An electric arc flash is a dangerous release of energy created by an electrical fault that contains thermal energy, molten metal, pressure waves, acoustical energy and debris.

The thermal energy released in an arc flash is measured in calories per centimeter squared. A typical arc flash can release energy from a few calories up to 20 and exposures between 20 and 40 calories are not uncommon.

Every day cloths made from Cotton or poly cotton fabrics can be readily ignited at these exposure levels and once ignited, they will continue to burn long after the arc flash is over dramatically increasing the extent and severity of burn injury.

Several years ago it became apparent that NFPA 70E was growing rapidly, would be the primary standard of the future and that a large number of maintenance and electrical workers would be affected.

Our goal was to create real world arc flashes using common 480 volt electrical equipment to help companies better understand the magnitude of the arc flash hazard that exists in nearly every facility in the world.

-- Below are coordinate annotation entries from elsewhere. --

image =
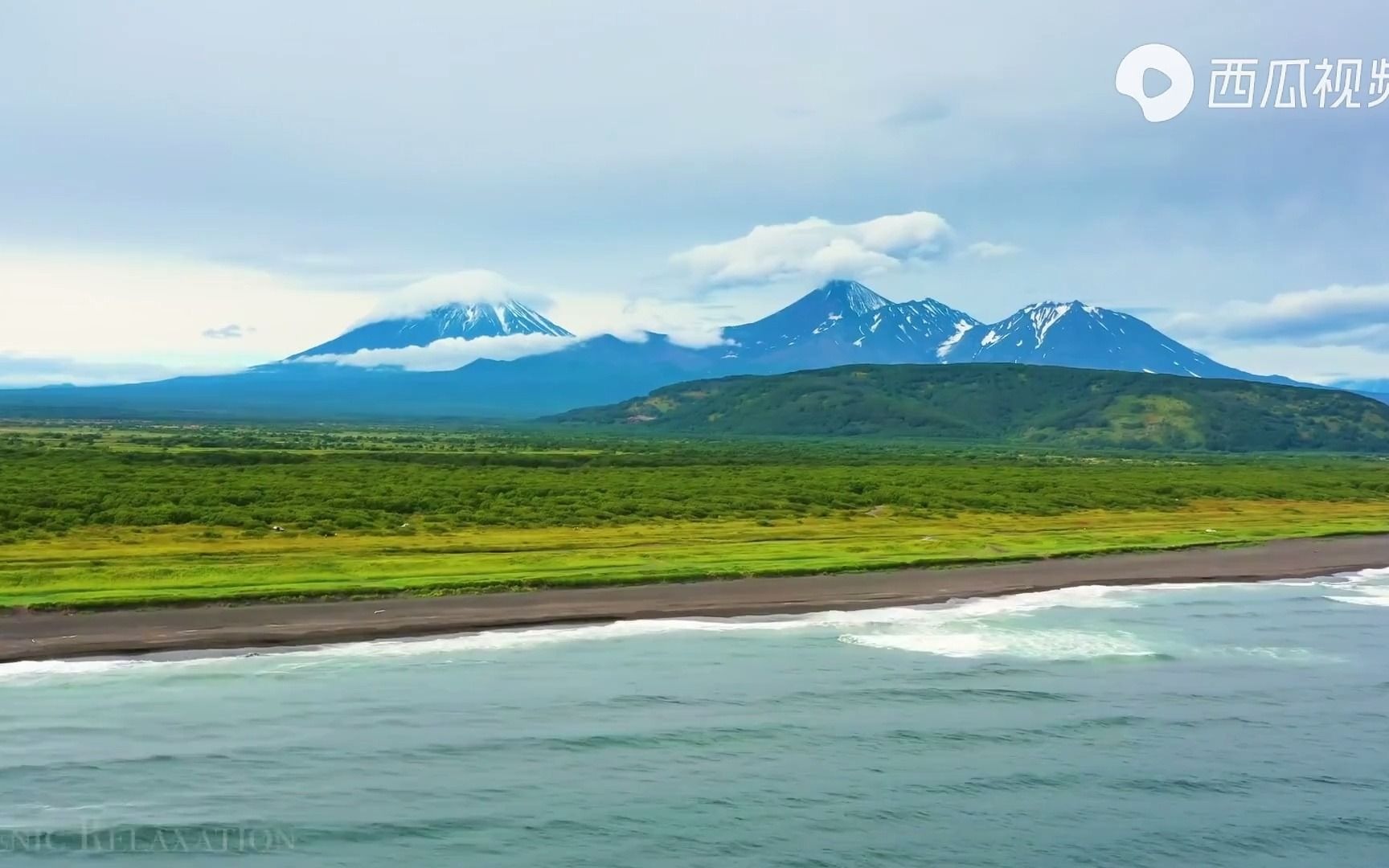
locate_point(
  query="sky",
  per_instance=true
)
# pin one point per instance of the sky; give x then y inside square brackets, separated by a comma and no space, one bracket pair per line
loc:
[200,186]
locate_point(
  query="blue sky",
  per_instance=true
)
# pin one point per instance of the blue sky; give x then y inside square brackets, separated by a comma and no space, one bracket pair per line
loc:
[203,185]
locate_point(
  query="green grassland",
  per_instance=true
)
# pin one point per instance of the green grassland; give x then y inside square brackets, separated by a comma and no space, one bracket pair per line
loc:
[1028,404]
[96,515]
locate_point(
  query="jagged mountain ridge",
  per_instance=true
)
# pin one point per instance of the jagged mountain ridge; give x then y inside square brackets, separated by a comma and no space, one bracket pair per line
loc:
[841,322]
[1078,335]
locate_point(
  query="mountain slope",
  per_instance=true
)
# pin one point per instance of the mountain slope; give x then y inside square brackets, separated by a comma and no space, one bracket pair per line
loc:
[1013,403]
[457,320]
[843,321]
[839,322]
[1077,335]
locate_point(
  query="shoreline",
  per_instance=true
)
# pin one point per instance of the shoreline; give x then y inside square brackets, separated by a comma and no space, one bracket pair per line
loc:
[268,625]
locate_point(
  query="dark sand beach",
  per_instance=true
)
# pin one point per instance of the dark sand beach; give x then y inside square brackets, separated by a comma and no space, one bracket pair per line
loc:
[124,633]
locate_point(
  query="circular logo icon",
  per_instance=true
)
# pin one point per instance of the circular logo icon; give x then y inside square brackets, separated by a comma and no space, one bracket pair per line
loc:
[1170,63]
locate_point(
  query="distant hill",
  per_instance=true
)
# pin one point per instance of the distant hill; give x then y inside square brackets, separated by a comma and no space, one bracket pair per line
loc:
[842,322]
[1013,403]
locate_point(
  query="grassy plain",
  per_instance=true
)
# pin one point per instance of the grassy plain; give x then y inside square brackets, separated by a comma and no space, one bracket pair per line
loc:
[109,517]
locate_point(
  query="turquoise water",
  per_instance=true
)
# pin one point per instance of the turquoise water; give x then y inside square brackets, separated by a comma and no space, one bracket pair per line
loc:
[1173,725]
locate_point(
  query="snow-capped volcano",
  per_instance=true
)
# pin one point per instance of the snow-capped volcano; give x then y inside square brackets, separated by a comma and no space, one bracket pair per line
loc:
[1078,335]
[845,321]
[454,320]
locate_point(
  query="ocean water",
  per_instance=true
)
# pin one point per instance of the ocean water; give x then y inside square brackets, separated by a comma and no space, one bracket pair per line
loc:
[1210,725]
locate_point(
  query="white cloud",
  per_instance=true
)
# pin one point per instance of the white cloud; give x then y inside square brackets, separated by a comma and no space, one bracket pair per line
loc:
[990,250]
[450,353]
[690,324]
[817,249]
[469,286]
[1335,316]
[124,309]
[20,371]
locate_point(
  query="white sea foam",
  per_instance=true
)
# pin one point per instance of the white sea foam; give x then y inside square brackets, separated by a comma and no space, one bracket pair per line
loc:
[1364,600]
[963,628]
[1032,645]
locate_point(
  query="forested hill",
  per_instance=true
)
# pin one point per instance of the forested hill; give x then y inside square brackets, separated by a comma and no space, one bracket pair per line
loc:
[1013,403]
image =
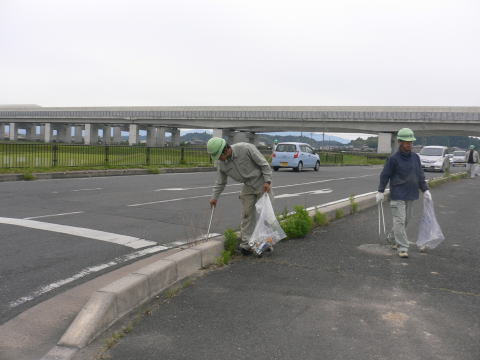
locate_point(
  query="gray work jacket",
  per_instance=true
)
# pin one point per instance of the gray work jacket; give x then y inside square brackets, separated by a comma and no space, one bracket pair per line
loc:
[247,165]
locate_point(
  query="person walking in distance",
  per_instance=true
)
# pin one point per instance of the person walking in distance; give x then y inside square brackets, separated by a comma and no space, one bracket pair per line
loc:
[471,160]
[404,172]
[245,164]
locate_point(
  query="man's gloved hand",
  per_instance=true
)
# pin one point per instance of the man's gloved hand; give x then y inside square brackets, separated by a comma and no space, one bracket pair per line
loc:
[427,195]
[266,187]
[379,196]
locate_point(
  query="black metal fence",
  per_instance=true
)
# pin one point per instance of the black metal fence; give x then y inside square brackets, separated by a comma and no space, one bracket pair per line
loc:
[38,155]
[25,155]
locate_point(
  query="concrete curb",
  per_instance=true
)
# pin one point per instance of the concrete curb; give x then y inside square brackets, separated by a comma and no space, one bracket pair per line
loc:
[110,303]
[99,173]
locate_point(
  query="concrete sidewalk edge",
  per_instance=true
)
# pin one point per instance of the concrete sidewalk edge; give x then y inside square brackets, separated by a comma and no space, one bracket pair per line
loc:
[110,303]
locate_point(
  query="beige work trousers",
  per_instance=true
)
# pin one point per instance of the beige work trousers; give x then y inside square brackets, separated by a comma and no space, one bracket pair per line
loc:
[249,197]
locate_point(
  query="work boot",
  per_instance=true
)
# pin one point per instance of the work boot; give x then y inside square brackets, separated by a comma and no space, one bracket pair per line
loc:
[245,249]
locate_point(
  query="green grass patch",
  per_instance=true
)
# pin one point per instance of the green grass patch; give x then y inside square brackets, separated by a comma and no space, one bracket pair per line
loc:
[339,214]
[297,225]
[320,218]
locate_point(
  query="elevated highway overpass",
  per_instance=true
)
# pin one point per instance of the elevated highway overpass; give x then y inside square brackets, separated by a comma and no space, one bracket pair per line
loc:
[236,122]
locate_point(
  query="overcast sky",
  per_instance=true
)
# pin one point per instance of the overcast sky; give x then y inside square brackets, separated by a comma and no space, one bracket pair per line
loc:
[245,52]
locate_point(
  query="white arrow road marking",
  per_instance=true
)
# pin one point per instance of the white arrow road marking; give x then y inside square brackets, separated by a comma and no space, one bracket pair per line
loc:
[85,272]
[130,241]
[314,192]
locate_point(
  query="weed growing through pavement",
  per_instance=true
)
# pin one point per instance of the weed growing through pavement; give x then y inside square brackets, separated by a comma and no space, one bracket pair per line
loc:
[353,204]
[230,245]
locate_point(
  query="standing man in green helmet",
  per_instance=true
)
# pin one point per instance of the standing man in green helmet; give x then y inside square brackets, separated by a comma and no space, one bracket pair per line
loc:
[404,172]
[245,164]
[471,159]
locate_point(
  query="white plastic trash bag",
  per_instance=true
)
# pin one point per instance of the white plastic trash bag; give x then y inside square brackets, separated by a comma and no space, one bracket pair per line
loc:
[267,228]
[429,233]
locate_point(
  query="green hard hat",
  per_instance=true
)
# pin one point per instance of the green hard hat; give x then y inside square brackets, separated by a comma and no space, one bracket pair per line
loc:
[215,147]
[405,134]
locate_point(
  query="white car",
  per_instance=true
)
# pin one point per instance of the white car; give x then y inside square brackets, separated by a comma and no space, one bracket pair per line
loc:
[296,156]
[458,158]
[434,158]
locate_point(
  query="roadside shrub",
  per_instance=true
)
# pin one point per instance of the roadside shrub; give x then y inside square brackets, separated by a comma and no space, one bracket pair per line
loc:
[353,204]
[28,176]
[152,170]
[298,224]
[339,214]
[320,219]
[231,241]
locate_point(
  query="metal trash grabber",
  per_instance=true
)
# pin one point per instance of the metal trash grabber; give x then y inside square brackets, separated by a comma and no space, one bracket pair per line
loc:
[381,220]
[210,224]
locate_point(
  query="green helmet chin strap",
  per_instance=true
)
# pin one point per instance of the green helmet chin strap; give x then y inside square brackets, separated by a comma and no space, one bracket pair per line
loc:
[405,134]
[215,147]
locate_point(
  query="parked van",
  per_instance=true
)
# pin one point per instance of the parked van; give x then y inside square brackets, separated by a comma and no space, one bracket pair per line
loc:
[434,158]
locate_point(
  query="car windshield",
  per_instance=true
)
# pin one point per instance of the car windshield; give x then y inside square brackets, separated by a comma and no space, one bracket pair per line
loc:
[431,152]
[286,148]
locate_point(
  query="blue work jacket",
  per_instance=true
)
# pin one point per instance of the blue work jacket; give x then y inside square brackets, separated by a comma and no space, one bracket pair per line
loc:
[404,172]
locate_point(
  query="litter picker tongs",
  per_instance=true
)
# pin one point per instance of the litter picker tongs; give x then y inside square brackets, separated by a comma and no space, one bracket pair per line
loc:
[210,224]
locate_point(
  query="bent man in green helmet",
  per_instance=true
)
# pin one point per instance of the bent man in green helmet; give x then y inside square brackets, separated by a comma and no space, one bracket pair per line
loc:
[245,164]
[404,172]
[471,160]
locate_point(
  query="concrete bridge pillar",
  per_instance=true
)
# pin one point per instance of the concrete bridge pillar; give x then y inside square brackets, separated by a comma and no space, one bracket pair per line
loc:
[227,134]
[31,131]
[175,132]
[244,136]
[91,134]
[107,134]
[46,132]
[133,134]
[13,132]
[160,139]
[151,135]
[78,136]
[117,135]
[64,133]
[387,143]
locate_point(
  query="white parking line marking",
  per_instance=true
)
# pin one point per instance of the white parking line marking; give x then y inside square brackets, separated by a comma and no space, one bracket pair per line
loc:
[179,199]
[314,192]
[129,241]
[88,189]
[84,272]
[236,192]
[194,188]
[42,216]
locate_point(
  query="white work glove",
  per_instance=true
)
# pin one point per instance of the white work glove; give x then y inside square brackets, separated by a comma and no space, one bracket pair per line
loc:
[379,196]
[427,195]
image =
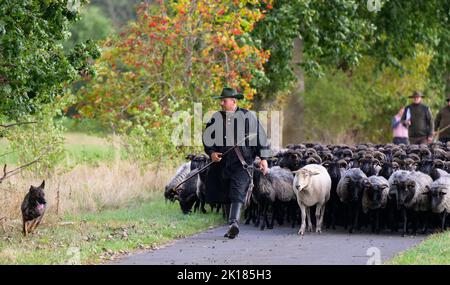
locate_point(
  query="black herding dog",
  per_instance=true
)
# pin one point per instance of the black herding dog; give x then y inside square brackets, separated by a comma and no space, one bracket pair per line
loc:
[33,208]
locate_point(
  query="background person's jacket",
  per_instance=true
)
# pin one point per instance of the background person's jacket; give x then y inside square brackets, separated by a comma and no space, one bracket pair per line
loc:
[421,120]
[442,121]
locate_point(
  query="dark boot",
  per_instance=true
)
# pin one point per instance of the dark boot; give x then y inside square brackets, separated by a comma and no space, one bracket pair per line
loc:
[226,211]
[235,212]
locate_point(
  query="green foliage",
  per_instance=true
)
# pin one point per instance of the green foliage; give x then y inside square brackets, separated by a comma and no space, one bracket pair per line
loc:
[42,140]
[433,251]
[33,66]
[93,25]
[174,54]
[338,33]
[100,235]
[119,11]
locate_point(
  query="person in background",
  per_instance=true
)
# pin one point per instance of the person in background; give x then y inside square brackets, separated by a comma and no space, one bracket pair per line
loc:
[417,117]
[442,123]
[399,131]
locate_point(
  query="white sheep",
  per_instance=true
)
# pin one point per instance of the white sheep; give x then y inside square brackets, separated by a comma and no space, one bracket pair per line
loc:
[312,185]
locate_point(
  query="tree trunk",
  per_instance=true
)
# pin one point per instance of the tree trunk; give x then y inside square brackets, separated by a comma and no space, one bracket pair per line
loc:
[293,111]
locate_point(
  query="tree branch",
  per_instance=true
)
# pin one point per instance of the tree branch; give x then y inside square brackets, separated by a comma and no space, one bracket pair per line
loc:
[7,174]
[5,154]
[16,124]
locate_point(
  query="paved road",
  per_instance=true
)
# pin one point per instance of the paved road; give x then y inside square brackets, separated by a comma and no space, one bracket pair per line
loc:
[281,245]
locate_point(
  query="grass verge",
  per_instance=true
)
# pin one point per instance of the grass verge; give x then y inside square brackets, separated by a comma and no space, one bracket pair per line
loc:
[434,250]
[99,237]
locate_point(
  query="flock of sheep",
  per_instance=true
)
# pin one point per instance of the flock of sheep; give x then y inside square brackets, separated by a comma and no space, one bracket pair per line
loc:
[381,186]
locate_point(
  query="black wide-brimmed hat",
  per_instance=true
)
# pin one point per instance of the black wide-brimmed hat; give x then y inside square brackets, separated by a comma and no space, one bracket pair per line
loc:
[228,92]
[416,94]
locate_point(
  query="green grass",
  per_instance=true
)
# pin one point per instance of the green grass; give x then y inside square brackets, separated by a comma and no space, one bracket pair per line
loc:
[100,236]
[89,154]
[80,149]
[434,250]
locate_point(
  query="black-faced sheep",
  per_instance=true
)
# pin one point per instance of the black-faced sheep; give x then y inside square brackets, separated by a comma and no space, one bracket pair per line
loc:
[411,199]
[350,189]
[440,198]
[375,198]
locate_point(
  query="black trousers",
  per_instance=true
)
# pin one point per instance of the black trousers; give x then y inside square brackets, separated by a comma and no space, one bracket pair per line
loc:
[226,186]
[237,185]
[444,140]
[399,140]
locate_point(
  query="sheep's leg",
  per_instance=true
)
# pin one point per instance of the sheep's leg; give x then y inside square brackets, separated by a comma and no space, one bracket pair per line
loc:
[320,211]
[274,212]
[443,225]
[202,205]
[444,215]
[350,217]
[415,222]
[425,218]
[358,218]
[249,212]
[258,214]
[308,219]
[333,215]
[264,217]
[377,220]
[303,224]
[293,214]
[405,221]
[196,205]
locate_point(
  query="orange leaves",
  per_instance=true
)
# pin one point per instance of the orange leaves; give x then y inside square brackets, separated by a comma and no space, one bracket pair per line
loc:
[236,32]
[165,54]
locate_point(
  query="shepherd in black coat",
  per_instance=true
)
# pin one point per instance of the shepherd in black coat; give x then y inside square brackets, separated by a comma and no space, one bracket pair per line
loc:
[227,180]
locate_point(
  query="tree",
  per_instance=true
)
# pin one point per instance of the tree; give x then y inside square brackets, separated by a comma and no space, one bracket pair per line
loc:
[33,67]
[93,25]
[174,54]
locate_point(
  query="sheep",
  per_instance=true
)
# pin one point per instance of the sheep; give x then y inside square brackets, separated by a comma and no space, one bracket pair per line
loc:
[312,185]
[187,194]
[349,190]
[375,198]
[410,198]
[182,172]
[276,185]
[440,198]
[336,170]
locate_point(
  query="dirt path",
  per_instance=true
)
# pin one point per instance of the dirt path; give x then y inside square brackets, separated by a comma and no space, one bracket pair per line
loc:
[281,245]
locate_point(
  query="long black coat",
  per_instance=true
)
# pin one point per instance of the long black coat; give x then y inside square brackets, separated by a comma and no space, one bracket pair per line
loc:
[227,181]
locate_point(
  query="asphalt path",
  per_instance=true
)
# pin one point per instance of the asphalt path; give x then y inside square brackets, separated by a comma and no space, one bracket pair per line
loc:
[280,245]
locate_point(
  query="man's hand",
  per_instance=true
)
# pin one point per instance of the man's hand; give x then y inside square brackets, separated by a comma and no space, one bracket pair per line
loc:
[216,156]
[264,167]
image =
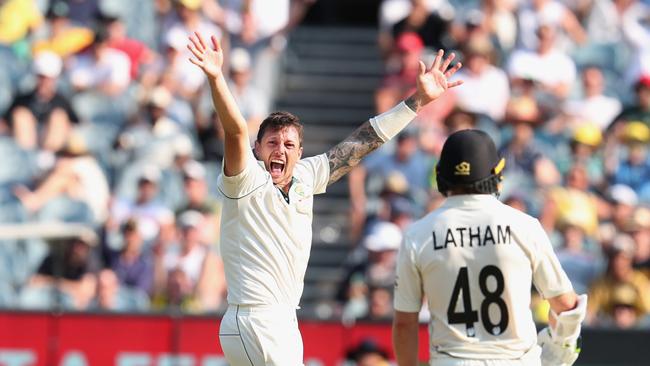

The learning’s illustrated by the events on this video clearly demonstrate that electrical arc flashes are extremely hazardous events, despite lower voltage versus utilities and that there is no situation regardless of hazard analysis data where you can be assured that non flame resistant clothing will not ignite regardless of whether the fabrics are blends or 100% cotton. Arcs were captured with no manikins to fully capture the event, with manikins wearing 100% cotton and poly cotton and with manikins outfitted with Westex Ultrasoft flame resistant clothing, both new and after 100 industrial launderings. The stripes and numbers that you see on the wall represent feet from the arc gap to illustrate the hazardous zone. Safety professionals and engineers from many fortune 500 companies, training centers and leading unions were in attendance to experience the arc flashes in person. The testing clearly demonstrated that if you work on or near energized parts and equipment, flame resistant protective apparel and other PPE can and does dramatically reduce injuries and save lives.